Con este marco, El-Sayed cree que puede crear un mayor contraste con el candidato republicano Mike Rogers que su homólogo demócrata.
“Tanto Mike Rogers, el republicano, como Haley Stevens, mi oponente en estas primarias, han estado del lado de la gente que realiza el cierre patronal”, dijo. «Toman su dinero y cumplen sus órdenes».
3. Los moderados se esconden
La campaña de Stevens rechazó múltiples solicitudes de comentarios, lo que se está convirtiendo en una tendencia en el lado del establishment demócrata de la guerra civil del partido. Si quieres atacar a la izquierda, ellos hablarán. Pero si usted está interesado en su visión, estarán mucho menos dispuestos a ser francos. En algunos casos, parece que el sector moderado de los demócratas tiene mucho miedo de su propia sombra.
Pero esa también es una estrategia política.
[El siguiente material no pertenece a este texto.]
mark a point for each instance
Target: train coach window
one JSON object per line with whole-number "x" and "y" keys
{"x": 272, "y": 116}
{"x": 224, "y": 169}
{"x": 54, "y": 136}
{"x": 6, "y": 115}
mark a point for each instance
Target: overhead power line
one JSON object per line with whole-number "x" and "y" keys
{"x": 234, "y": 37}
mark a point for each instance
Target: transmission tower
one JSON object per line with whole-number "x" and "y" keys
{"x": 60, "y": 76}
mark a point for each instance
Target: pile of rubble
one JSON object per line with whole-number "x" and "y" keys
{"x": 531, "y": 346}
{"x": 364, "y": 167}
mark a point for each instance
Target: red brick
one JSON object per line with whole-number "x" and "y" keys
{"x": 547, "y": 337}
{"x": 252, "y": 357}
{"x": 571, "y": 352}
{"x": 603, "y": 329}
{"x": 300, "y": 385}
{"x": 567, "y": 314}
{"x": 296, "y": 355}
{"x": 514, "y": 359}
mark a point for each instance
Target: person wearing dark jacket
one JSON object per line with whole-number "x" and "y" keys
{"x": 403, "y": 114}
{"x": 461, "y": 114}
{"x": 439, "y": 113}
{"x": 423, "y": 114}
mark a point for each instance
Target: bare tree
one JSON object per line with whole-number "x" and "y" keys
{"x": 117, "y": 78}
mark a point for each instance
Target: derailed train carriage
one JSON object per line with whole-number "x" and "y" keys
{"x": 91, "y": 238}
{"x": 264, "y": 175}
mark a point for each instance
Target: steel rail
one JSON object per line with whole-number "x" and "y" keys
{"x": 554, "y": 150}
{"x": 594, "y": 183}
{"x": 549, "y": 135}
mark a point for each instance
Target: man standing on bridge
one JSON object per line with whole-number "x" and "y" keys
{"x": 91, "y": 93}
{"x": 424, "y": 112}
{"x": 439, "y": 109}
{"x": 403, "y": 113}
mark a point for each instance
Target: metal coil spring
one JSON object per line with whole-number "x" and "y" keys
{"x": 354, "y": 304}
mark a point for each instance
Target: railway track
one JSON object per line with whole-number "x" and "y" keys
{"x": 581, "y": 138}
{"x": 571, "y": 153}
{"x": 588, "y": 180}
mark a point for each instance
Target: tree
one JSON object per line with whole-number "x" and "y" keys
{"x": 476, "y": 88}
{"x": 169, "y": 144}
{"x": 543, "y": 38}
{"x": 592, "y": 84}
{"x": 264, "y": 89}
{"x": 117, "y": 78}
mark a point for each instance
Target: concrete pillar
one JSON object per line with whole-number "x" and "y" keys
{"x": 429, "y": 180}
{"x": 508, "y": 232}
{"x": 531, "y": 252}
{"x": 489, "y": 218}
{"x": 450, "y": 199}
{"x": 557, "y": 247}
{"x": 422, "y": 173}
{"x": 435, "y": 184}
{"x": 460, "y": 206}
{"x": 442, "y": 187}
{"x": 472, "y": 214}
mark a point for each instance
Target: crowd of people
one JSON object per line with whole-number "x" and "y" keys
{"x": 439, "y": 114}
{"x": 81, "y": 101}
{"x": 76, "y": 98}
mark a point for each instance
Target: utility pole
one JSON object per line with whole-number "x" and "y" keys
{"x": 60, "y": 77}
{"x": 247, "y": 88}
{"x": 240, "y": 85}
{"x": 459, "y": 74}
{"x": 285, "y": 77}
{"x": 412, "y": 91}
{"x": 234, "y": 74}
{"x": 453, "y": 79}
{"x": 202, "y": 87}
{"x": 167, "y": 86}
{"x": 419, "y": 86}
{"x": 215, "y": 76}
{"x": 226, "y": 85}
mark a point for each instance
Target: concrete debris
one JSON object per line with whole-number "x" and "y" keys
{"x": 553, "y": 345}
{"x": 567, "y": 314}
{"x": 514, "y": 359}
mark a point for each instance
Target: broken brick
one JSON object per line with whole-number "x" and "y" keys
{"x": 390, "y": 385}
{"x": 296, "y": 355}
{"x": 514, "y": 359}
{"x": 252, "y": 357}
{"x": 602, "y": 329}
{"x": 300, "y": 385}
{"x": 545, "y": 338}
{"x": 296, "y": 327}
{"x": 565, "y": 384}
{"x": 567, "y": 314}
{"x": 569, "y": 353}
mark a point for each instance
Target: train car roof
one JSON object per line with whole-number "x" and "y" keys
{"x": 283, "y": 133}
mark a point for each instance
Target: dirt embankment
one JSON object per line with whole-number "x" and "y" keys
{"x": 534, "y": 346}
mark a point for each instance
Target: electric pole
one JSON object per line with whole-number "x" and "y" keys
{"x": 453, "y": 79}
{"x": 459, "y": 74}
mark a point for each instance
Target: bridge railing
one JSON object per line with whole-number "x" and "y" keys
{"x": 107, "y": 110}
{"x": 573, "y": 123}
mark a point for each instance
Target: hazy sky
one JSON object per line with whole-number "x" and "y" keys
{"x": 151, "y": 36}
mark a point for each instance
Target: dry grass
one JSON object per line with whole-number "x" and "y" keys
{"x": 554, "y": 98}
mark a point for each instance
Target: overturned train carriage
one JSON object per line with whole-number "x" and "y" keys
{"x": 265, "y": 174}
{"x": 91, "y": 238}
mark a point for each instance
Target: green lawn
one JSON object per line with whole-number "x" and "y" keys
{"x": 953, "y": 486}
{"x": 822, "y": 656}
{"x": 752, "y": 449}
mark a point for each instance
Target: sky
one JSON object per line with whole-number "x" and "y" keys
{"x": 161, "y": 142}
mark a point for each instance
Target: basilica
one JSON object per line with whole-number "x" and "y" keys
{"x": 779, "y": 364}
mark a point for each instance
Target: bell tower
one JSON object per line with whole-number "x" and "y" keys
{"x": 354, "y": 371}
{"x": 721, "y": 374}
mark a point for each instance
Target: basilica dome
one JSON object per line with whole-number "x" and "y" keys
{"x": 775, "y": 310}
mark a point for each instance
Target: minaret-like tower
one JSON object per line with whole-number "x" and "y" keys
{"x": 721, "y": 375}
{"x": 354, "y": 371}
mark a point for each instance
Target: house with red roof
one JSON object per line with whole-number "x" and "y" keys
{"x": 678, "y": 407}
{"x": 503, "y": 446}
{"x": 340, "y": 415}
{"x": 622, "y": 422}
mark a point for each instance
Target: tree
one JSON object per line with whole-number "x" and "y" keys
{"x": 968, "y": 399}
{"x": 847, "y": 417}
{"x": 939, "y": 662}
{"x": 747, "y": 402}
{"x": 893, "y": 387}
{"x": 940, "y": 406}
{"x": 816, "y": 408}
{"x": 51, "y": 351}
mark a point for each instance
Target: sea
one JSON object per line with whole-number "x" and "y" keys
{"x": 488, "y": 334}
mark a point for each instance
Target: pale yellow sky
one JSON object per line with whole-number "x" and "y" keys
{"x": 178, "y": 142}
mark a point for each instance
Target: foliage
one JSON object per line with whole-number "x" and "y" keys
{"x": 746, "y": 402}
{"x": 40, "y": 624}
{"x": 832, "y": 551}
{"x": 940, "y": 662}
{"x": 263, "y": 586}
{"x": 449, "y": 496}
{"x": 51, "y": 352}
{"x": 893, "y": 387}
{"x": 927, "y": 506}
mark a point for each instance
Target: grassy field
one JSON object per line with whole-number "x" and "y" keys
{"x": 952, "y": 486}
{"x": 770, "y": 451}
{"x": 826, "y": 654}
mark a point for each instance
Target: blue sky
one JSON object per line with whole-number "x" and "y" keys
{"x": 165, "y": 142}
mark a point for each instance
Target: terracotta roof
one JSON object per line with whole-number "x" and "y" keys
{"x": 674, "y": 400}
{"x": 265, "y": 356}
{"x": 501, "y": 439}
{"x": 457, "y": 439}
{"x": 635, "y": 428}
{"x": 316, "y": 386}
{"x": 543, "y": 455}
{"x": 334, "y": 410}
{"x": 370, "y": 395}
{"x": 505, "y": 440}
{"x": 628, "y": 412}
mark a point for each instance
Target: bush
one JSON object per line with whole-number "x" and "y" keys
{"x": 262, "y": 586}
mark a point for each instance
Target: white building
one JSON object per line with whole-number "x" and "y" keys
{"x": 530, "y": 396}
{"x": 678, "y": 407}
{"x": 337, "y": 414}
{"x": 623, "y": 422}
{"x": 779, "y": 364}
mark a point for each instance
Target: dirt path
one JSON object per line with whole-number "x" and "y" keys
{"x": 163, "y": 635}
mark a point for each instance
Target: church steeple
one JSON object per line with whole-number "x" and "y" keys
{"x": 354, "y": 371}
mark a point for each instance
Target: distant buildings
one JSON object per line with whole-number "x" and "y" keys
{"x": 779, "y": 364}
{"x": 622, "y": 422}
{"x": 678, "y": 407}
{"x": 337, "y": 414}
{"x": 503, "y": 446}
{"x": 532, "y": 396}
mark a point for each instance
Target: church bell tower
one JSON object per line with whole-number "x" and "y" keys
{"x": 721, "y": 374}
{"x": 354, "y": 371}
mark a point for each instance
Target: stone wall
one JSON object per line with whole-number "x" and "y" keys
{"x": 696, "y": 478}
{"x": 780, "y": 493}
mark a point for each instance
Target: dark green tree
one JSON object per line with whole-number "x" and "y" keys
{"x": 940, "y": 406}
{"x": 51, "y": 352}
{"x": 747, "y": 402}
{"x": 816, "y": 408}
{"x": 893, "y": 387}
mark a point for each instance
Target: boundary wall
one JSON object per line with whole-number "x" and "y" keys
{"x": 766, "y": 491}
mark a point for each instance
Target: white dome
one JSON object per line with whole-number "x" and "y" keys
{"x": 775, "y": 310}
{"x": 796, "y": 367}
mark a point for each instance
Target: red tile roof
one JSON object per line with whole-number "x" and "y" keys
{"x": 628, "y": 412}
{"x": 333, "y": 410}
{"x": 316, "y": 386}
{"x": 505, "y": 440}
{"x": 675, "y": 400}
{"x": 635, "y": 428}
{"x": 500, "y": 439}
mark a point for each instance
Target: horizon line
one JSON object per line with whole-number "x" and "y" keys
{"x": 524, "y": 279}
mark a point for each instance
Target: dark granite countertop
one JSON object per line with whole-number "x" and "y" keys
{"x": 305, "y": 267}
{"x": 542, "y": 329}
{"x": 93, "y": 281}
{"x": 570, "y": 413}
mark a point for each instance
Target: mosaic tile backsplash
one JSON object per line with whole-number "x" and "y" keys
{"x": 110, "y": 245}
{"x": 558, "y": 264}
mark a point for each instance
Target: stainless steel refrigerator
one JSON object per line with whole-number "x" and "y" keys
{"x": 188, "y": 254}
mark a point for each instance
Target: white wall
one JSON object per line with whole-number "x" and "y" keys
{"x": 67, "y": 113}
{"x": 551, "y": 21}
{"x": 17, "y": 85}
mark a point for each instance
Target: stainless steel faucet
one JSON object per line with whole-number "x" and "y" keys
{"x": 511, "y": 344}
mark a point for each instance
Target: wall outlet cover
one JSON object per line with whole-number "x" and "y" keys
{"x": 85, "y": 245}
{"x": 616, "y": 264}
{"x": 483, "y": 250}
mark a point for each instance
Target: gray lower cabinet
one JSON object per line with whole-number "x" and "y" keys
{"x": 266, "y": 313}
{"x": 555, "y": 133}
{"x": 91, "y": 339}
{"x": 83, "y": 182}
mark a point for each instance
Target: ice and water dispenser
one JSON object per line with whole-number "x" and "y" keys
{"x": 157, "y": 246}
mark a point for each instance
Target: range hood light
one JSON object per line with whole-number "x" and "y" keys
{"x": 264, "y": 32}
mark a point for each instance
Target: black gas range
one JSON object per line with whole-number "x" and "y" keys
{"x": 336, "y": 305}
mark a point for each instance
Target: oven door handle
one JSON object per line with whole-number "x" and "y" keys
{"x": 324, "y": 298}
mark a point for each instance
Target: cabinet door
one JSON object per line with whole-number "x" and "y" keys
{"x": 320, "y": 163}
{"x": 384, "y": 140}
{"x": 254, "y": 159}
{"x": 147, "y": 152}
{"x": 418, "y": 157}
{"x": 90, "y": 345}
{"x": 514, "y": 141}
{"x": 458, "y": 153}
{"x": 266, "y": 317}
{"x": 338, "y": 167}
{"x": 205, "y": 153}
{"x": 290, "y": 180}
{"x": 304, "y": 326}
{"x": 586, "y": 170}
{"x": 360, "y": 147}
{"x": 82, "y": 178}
Stevens y sus aliados en grupos como Third Way están haciendo una apuesta: que si pueden convertir la carrera en un veredicto sobre el propio El-Sayed (las transmisiones de Hasan Piker, los viejos clips de campaña, la caricatura de balas sueltas), los votantes se pondrán nerviosos y se retirarán a la opción segura.
El-Sayed dijo que el enfoque era un insulto a los votantes: «Es interesante recibir asesoramiento político de una tienda que existe específicamente para lavar viejas ideas y hacerlas parecer nuevas otra vez, y luego fracasar estrepitosamente en eso».